Di balik kharisma kepemimpinannya yang terkenal, Umar bin Khattab adalah sosok yang sangat sederhana. Dalam Al-Matsnawi, Maulana Jalaluddin Rumi menceritakan kisah ketika seorang penasihat kekaisaran Byzantium dari Konstantinopel datang untuk menghadap Khalifah Umar di Madinah. Penasihat itu, seorang filsuf dan negarawan terkemuka, merasa heran karena tidak melihat adanya istana kekhalifahan. Ia bertanya kepada penduduk Madinah mengenai keberadaan istana Raja mereka.

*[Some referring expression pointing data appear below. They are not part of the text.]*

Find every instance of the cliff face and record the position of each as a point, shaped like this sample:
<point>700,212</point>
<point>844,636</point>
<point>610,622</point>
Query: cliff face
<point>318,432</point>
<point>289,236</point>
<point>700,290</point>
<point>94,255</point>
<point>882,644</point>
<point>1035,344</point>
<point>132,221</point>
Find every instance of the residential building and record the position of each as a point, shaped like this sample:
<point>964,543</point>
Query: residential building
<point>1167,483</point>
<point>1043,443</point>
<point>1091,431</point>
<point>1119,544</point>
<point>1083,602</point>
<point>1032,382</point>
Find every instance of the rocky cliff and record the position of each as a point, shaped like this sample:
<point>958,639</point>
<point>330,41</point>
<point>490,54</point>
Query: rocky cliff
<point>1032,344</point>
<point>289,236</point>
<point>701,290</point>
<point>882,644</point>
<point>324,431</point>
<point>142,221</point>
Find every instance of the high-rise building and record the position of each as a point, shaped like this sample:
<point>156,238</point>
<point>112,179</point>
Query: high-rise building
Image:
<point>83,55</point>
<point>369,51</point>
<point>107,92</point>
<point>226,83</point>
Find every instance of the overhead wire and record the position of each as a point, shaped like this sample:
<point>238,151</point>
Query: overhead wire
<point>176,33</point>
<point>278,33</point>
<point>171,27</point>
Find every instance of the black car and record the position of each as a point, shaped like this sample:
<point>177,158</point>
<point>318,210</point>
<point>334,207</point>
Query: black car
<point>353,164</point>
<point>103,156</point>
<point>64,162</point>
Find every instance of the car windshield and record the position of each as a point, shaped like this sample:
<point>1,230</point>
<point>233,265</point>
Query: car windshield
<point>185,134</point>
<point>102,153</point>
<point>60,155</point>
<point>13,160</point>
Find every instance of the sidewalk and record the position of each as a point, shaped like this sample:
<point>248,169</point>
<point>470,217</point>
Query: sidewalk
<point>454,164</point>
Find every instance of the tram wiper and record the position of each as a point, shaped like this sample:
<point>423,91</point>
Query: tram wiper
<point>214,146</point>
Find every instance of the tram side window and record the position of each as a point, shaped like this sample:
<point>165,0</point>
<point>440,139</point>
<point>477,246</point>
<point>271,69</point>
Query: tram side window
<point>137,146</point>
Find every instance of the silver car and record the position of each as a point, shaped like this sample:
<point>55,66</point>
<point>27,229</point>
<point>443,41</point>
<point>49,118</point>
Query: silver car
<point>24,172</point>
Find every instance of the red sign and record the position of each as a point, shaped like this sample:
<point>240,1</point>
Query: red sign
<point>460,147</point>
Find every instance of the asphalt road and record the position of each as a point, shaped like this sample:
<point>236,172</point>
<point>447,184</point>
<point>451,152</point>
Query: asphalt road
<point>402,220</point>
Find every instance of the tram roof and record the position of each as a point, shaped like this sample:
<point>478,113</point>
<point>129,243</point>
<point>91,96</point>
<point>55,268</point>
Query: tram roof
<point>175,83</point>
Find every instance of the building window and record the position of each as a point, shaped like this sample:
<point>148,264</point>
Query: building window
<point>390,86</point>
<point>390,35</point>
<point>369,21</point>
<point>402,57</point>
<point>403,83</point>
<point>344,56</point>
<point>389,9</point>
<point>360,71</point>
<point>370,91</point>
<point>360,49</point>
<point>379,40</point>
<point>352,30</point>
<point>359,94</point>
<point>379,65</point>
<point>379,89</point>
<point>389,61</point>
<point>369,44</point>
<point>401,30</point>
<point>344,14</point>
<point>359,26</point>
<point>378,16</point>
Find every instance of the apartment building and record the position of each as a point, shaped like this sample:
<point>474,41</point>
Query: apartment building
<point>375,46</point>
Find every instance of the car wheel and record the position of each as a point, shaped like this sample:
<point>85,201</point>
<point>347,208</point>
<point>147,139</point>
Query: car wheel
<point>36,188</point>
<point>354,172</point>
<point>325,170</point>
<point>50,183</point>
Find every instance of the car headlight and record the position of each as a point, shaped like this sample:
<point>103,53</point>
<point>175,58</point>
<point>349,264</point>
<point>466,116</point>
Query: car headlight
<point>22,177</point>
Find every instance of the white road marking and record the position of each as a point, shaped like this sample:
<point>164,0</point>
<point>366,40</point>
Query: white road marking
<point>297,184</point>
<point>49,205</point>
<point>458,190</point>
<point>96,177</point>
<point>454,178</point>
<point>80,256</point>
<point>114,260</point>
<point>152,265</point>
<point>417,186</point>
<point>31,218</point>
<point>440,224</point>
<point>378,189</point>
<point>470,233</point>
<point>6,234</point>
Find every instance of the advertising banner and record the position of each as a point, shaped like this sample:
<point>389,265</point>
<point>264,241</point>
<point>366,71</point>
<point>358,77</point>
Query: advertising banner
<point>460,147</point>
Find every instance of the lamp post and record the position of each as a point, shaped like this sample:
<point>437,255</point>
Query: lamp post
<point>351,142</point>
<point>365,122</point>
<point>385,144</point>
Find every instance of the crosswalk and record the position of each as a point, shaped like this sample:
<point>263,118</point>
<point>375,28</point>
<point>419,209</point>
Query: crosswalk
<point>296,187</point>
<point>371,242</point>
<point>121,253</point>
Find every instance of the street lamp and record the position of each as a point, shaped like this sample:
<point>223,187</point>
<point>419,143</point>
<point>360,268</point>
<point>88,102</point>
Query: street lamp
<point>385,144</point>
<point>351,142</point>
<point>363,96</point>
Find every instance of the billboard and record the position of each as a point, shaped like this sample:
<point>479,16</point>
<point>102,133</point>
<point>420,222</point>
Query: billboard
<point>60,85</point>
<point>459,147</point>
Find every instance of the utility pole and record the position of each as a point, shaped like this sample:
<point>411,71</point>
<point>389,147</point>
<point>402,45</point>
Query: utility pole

“Di manakah istana Raja kalian?” tanya sang utusan. Penduduk Madinah itu hanya tersenyum dan menjawab, “Raja kami tidak memiliki istana megah, karena istana termegahnya adalah hati dan ruhnya yang selalu diterangi oleh cahaya takwa.”
Utusan itu semakin penasaran dan bertanya lagi, “Lalu di manakah raja kalian yang terkenal sebagai penakluk dua benua, Persia dan Byzantium?”
“Tidakkah engkau melihat di bawah pohon kurma yang baru saja kau lewati? Seorang lelaki sedang memandikan dan memberi makan seekor unta,” jawab penduduk tersebut.
“Siapakah dia?” tanya sang utusan.
“Itulah sang khalifah kami, Umar ibn Khattab. Ia tengah memberi makan dan memandikan unta milik baitul mal, milik anak-anak yatim dan para janda.”
Mendengar penjelasan itu, utusan tersebut tergerak hatinya. Ia sudah melihat sosok raja besar yang sangat bersahaja.
“Beritahu aku lebih banyak tentang orang mulia itu,” ujarnya.
“Bersihkanlah dahulu hatimu dari kotoran duniawi, terangi ia dengan cahaya lentera ketaatan, barulah kau bisa mengenalnya dengan baik. Kau akan melihat kemegahan istana sang khalifah kami yang berupa ketakwaan,” jawab penduduk itu.
Utusan itu kemudian mendekati Umar dan bertanya mengapa ia melakukan pekerjaan seperti itu. “Tidakkah hal ini bisa dilakukan oleh bawahannya?”
Umar menjawab: “Ini adalah tanggung jawabku, tuan. Unta ini adalah milik anak-anak yatim dan para janda, milik rakyatku yang sepenuhnya menjadi tanggung jawabku. Aku takut jika kelak Allah menanyakan kepadaku sejauh mana aku memimpin rakyatku, apakah mereka menderita dan merasa ditinggalkan tanpa perhatian.”
Sang utusan semakin terkesan. Ia melihat sosok negarawan ideal yang selama ini hanya ada dalam imajinasinya. Tak lama kemudian, ia pun bersyahadat dan mengikrarkan keislamannya di hadapan Umar.